No se sabe si fue el tiempo, el universo o las estrellas las que estuvieron a su favor, pero por lo menos en esta parte de su película el final fue feliz. Después de los controles migratorios llegaron al otro lado con la respiración entrecortada y la satisfacción de una fortaleza recién descubierta que sería puesta a prueba en más de una ocasión.

De repente de entre la oscuridad se asomó un hombre moreno, bajito y de expresión simpática que extendió su mano para agarrar sus maletas.


–NO SE ME ACERQUE SEÑOR –gritó Sofía con tanta agresividad que al recordarlo se sorprende de la valentía momentánea que invadió su cuerpo.


–Yo soy de la línea de autobuses, chica, las quiero ayudar con las maletas –respondió extrañado ante tan repentina muestra de violencia.


Otro suspiro de alivio. Otro efímero momento de relajación.


–Deben hacer la fila en migraciones para sellar la entrada a Colombia y de ahí, cuando todos los pasajeros estén listos, agarramos camino –expresó mientras las conducía al sitio.

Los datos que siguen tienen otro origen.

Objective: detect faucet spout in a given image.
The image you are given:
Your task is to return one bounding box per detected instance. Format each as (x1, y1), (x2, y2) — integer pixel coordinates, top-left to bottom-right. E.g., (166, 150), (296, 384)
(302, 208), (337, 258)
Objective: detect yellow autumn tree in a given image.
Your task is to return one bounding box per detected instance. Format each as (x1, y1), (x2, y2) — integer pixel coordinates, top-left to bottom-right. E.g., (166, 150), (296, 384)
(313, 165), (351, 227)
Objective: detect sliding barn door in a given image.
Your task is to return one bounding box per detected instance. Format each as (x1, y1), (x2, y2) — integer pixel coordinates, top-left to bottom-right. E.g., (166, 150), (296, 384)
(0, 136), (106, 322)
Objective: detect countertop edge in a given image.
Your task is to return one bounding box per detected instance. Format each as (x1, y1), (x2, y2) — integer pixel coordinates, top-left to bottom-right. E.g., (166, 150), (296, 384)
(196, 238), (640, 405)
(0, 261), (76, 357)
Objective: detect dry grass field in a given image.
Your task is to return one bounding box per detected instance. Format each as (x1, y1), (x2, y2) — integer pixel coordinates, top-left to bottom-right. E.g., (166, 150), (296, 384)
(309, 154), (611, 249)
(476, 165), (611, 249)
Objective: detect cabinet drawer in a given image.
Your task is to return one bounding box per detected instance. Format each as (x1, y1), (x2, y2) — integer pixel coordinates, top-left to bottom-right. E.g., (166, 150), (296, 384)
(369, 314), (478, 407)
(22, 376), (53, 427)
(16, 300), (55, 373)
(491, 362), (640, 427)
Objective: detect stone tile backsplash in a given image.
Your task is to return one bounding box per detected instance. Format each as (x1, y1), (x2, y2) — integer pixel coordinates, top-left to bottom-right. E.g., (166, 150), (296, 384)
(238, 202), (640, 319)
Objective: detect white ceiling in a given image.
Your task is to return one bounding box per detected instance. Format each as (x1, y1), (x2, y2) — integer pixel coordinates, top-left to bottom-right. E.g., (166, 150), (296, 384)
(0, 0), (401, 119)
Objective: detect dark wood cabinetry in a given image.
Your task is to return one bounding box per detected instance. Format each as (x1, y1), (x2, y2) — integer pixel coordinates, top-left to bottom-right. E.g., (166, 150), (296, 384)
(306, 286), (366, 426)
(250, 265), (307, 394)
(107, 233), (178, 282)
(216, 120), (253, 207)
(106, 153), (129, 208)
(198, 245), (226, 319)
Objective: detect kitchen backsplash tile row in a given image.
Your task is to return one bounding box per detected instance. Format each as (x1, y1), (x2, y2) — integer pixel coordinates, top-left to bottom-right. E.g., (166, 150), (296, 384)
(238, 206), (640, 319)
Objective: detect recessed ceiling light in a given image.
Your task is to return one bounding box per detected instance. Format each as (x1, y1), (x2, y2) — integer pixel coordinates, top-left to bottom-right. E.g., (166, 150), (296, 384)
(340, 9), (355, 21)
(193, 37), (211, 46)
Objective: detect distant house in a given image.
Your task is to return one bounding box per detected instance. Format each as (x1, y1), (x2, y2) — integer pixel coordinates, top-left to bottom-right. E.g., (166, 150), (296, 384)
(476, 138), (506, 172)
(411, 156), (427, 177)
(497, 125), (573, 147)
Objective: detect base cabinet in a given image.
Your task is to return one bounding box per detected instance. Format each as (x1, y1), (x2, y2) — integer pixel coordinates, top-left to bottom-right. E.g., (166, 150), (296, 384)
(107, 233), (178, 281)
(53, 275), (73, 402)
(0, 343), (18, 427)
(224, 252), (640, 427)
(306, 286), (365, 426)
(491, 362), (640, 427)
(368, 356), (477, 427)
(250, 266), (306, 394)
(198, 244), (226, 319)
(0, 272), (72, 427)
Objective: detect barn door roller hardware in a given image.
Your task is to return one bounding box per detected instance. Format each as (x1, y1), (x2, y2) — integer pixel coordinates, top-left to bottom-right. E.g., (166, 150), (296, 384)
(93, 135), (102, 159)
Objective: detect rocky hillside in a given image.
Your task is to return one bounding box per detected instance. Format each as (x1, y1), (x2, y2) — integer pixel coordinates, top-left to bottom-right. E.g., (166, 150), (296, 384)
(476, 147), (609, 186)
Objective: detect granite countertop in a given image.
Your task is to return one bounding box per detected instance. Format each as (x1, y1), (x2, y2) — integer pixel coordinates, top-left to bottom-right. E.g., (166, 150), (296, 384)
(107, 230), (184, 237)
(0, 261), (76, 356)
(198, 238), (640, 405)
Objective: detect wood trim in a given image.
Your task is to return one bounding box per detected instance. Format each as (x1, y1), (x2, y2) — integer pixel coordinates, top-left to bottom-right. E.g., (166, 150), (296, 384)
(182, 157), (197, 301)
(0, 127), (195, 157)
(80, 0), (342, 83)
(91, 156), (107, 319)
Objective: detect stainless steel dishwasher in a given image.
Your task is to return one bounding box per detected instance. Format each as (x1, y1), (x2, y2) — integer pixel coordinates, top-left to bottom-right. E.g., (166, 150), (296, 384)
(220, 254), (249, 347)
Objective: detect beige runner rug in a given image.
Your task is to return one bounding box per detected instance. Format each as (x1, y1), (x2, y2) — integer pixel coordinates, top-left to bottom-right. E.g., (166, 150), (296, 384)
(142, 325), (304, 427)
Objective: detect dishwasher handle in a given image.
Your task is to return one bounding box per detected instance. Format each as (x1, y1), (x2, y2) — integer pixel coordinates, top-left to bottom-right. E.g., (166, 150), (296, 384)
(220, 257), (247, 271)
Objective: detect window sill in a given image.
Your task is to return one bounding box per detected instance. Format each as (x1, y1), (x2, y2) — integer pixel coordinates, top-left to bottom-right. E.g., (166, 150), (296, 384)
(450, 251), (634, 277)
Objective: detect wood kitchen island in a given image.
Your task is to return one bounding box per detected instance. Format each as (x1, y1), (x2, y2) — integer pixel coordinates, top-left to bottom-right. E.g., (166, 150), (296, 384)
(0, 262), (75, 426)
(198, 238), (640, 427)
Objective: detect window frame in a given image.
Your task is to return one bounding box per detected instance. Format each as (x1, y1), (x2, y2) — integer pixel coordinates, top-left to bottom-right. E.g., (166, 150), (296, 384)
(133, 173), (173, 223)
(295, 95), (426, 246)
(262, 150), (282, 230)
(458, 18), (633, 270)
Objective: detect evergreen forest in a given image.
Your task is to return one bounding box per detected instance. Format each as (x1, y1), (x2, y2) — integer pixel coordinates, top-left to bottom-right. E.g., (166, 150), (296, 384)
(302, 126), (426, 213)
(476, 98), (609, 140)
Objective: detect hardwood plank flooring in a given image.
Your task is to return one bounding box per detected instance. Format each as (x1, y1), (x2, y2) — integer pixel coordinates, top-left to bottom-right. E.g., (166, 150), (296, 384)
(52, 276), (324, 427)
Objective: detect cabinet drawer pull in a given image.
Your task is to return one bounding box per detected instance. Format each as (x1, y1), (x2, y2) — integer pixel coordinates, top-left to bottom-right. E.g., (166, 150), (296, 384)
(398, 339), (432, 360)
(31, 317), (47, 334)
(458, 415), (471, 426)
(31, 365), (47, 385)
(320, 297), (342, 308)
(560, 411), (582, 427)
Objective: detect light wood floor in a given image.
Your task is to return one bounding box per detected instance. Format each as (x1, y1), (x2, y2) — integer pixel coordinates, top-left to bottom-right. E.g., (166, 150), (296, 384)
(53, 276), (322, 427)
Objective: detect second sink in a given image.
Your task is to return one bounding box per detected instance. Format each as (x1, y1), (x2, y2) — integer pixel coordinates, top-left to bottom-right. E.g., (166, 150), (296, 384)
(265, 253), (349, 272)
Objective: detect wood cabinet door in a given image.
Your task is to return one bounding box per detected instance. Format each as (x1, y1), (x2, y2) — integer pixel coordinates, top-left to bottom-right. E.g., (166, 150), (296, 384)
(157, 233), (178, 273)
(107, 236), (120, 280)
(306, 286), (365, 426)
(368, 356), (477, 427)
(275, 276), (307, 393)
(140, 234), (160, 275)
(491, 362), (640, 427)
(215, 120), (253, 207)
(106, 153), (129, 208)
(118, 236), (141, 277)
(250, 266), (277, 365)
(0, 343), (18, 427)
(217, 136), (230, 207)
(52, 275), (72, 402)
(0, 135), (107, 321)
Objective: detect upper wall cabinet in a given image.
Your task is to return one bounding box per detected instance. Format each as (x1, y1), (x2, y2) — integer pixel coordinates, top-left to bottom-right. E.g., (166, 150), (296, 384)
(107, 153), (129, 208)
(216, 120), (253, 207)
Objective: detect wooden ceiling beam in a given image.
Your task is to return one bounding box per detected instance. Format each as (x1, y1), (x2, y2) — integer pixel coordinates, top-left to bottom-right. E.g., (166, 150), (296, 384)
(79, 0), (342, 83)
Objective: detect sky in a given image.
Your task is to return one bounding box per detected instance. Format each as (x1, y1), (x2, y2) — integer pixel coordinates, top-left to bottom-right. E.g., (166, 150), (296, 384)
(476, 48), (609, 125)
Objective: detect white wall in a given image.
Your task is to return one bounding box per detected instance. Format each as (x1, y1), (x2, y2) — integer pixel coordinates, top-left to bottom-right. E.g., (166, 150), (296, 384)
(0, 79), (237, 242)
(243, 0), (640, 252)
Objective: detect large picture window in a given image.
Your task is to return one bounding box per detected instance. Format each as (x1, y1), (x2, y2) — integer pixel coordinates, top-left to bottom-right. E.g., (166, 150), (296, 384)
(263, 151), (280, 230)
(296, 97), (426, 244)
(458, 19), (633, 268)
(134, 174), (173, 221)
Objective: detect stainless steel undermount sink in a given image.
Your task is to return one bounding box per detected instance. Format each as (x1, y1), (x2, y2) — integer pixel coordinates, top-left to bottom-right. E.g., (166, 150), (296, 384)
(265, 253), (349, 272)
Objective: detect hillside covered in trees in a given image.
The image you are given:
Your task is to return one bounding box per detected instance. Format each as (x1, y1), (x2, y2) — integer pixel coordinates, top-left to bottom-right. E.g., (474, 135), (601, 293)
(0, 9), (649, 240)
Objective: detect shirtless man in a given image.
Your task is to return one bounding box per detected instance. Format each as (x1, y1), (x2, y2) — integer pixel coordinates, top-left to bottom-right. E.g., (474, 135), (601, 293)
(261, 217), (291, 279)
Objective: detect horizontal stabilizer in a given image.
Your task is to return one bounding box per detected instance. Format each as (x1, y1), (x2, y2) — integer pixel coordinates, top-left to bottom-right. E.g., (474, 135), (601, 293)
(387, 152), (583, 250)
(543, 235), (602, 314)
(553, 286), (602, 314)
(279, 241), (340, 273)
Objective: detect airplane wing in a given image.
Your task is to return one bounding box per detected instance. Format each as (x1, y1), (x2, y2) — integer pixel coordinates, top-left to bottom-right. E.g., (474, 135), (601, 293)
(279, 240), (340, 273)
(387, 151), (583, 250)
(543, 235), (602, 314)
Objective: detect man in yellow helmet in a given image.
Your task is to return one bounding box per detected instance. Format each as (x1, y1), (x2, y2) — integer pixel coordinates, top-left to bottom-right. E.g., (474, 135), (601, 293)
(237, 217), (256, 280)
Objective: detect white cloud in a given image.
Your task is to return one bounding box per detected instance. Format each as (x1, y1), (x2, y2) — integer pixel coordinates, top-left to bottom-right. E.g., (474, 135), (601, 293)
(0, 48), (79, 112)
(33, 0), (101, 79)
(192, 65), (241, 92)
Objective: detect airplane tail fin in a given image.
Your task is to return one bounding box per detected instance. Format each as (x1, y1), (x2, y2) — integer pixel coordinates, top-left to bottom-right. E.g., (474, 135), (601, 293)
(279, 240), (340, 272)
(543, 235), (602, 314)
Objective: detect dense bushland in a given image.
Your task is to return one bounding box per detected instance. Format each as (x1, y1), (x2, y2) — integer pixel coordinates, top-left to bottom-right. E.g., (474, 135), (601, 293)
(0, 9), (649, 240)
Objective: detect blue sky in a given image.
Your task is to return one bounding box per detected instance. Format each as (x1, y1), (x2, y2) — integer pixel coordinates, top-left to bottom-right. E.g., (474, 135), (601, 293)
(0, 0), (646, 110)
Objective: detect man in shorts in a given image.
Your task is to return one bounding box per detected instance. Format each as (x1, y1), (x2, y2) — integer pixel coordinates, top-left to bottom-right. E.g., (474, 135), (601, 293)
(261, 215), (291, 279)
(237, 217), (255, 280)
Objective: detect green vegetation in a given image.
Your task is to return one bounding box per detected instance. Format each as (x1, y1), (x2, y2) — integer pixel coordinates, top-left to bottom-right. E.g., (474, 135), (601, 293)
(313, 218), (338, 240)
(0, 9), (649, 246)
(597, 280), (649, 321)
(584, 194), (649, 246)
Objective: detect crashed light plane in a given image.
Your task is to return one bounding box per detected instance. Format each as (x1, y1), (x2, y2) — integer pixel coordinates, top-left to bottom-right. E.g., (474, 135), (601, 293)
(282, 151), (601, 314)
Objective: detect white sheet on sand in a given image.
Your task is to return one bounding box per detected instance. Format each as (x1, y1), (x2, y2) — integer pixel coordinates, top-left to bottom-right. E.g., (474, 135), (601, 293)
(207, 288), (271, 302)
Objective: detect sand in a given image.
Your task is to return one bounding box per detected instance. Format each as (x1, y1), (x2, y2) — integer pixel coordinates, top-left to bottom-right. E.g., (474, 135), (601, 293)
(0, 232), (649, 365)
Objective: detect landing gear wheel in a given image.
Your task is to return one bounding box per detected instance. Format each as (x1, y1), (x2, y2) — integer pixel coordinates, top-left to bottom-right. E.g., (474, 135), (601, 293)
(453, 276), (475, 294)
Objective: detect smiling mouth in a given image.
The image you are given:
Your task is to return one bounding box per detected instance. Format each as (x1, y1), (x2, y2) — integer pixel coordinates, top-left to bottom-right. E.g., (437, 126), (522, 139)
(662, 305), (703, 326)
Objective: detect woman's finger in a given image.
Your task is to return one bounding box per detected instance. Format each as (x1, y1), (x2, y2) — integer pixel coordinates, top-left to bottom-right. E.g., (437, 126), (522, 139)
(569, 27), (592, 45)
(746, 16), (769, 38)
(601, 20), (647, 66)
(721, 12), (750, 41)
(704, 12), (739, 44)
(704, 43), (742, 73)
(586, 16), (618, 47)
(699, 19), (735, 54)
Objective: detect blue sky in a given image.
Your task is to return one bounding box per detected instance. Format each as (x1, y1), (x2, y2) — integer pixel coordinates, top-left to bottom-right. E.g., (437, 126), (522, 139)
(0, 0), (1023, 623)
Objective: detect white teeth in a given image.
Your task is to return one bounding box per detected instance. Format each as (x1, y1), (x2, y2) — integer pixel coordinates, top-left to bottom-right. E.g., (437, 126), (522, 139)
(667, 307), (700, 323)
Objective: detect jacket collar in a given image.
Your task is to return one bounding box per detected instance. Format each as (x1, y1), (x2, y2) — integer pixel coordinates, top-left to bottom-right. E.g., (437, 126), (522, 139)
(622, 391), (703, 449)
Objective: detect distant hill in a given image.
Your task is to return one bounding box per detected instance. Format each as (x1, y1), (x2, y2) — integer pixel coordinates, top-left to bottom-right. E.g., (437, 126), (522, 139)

La fila distaba de ser corta, era de esperarse. Un pensamiento fugaz recorrió a Carolina “ojalá hubiese alguien a quien pagarle para no hacer esta fila”. Descartó la idea de inmediato recordando su batalla contra la viveza criolla.


Otra fila, miles de filas, y las que había hecho cuando fingía que no le afectaba mientras compraba en su supermercado de Santa Fe. Y las que faltaban. ¿Cuántas faltaban? Ya no quería hacer más filas, estaba cansada de ellas; pero desde unos años atrás parecía que no se podía escapar de una ¿Estaban los venezolanos condenados a hacer filas hasta el fin del socialismo? Carolina resolvió calmarse y mientras pasaban las horas esperando sellar sus pasaportes distrajo su mente del cansancio pensando en que ya pronto todo acabaría.


Lo que Carolina no sabía es que la vida tiene un sentido del humor muy particular, hasta me atrevería a decir que un tanto oscuro, y que, en sus afanes por divertirse, juega con las circunstancias de las personas cruzando los límites de la paciencia, la tolerancia y la resistencia lo suficiente como para llevarlos en un espiral de caos, estrés y desolación sin efectos secundarios; solo por mera diversión, por amor al arte como dicen algunos por ahí. Así, esa esperanza de “resiste solo un poco más” sería una afirmación equivocada.


Dos días y medio de viaje, sesenta horas de recorrido para la siguiente frontera, para que Carolina comprendiera que aún le faltaba mucho más por resistir.